Categories: NHL

Lightning look to maintain intensity vs. desperate Jets

The Tampa Bay Lightning are in the Stanley Cup playoffs for the eighth time in the past nine seasons.

There’s still plenty to polish before then, however.

The Lightning will continue fine-tuning their game when they host the Winnipeg Jets on Saturday night.

Tampa Bay (45-21-8, 98 points) had been in a 1-3-2 slump before rallying for a dramatic win on Thursday. Nikita Kucherov tied the score with 13 seconds left against the visiting Anaheim Ducks, and Anthony Cirelli won it 4-3 at 1:58 of overtime.

The Lightning had clinched a playoff berth a few minutes earlier when the New York Islanders lost 6-3 to the Pittsburgh Penguins.

“When you look at the standings, I think we figured we were going to, probably, get in at some point,” Tampa Bay forward Alex Killorn said. “But to get in now, there’s some real important points on the line.”

The Lightning are third in the Atlantic Division, four points behind the second-place Toronto Maple Leafs and three points ahead of the fourth-place Boston Bruins, but they aren’t ready to settle into their playoff spot.

“You know, we’ve won a couple of (Stanley) Cups and there’s ample opportunity for guys to take a breath and say, ‘OK,’ but they haven’t,” Lightning coach Jon Cooper said. “They keep pushing forward and doing it in different ways.”

The Jets are against a steep wall when it comes to their playoff hopes.

Winnipeg opened a four-game trip with a 6-1 loss against the Florida Panthers on Friday night, leaving them eight points out of a playoff spot with seven games left.

The Jets (35-29-11, 81 points) continue to be without forward Mark Scheifele, who is second on the team with 70 points (29 goals, 41 assists). He is not on the trip after suffering an upper-body injury against the Ottawa Senators on Sunday.

Scheifele had a goal and three assists in a 7-4 win against the visiting Lightning on March 8.

Winnipeg welcomed back Blake Wheeler against the Panthers after he missed three games with an upper-body injury. Wheeler, who has at least 50 points for the ninth time in his career, was a minus-2 with two giveaways in 16:24 of ice time vs. Florida.

“Wheels is a smart player,” teammate Pierre-Luc Dubois said. “He’s a player that’s easy to play with, he finds space, he finds the open guy. He’s strong on pucks and helps in the corners. We have a lot of depth on this team. You can play with anybody and have a good line. To have Wheels back is going to be a boost for us.”

Tampa Bay goalie Andrei Vasilevskiy gave up five goals in the last meeting against Winnipeg before the Jets scored two into an empty net in the final six minutes.

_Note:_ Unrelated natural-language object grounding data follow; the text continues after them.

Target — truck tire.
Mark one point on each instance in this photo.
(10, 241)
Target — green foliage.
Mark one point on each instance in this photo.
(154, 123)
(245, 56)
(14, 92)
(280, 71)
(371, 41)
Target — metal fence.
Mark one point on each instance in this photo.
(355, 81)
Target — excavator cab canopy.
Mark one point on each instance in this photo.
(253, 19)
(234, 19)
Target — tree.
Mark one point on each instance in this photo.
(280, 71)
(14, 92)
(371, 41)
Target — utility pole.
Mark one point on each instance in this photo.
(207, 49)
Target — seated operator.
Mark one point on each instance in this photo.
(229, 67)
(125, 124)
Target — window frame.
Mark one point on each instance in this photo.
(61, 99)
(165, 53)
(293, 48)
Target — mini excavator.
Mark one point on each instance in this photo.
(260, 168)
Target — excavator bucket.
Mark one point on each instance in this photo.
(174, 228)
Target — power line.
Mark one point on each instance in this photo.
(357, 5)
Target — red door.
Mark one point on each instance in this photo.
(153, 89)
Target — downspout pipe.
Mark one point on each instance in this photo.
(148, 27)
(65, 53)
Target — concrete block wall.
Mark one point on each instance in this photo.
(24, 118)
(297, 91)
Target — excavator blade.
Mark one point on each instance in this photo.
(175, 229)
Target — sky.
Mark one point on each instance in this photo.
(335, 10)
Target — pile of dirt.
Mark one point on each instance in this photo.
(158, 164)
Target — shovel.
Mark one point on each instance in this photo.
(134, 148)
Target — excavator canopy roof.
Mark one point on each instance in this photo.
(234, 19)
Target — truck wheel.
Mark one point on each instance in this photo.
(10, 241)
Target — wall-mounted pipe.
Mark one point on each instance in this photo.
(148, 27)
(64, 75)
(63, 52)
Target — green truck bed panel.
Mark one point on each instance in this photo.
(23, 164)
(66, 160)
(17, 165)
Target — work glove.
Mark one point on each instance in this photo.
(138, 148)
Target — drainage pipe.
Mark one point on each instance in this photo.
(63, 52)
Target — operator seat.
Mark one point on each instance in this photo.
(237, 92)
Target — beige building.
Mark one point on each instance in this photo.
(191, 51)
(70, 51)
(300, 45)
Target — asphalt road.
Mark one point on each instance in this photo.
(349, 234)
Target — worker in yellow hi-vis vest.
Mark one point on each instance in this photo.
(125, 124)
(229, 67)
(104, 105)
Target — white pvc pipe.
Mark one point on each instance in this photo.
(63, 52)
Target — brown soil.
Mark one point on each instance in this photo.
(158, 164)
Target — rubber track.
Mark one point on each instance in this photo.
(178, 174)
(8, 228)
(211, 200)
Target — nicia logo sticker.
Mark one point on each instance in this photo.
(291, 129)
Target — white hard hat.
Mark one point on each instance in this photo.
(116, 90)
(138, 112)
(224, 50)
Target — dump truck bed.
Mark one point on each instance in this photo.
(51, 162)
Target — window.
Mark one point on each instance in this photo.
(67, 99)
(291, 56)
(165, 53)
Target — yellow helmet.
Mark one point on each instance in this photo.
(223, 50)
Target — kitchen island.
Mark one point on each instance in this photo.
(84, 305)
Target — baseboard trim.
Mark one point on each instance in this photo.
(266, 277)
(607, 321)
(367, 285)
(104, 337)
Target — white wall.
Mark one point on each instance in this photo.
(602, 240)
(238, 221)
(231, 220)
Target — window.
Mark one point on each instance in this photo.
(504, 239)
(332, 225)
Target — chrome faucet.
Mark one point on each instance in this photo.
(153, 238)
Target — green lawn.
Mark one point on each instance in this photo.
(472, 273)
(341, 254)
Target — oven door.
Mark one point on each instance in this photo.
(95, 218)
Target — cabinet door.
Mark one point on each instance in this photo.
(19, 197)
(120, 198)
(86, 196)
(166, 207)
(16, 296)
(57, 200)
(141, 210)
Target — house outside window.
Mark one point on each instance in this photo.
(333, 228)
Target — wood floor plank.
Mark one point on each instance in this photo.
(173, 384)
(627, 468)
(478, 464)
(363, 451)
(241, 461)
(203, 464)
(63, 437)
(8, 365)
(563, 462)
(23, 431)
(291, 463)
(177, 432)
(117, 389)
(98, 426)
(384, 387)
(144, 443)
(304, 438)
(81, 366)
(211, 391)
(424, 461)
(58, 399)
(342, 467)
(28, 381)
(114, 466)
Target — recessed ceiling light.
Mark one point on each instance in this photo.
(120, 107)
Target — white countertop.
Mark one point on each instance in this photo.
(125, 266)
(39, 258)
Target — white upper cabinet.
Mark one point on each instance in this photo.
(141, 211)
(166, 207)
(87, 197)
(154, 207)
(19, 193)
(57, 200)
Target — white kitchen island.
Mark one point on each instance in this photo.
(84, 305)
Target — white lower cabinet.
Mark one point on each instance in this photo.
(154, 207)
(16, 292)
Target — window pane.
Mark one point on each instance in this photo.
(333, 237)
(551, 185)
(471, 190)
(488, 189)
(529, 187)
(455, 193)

The Lightning likely will come back with Vasilevskiy against the Jets, even after he was removed Thursday after allowing three straight goals in the second period to erase a 2-0 lead.

It was the first time Vasilevskiy was pulled from a game for non-injury reasons in just over five years.

“It was really not on him — we left guys open in front and let them have deflections,” Lightning defenseman Ryan McDonagh said. “Those are ones that are pretty much unstoppable for a goalie. It got away from us there for a bit, and they made us pay.”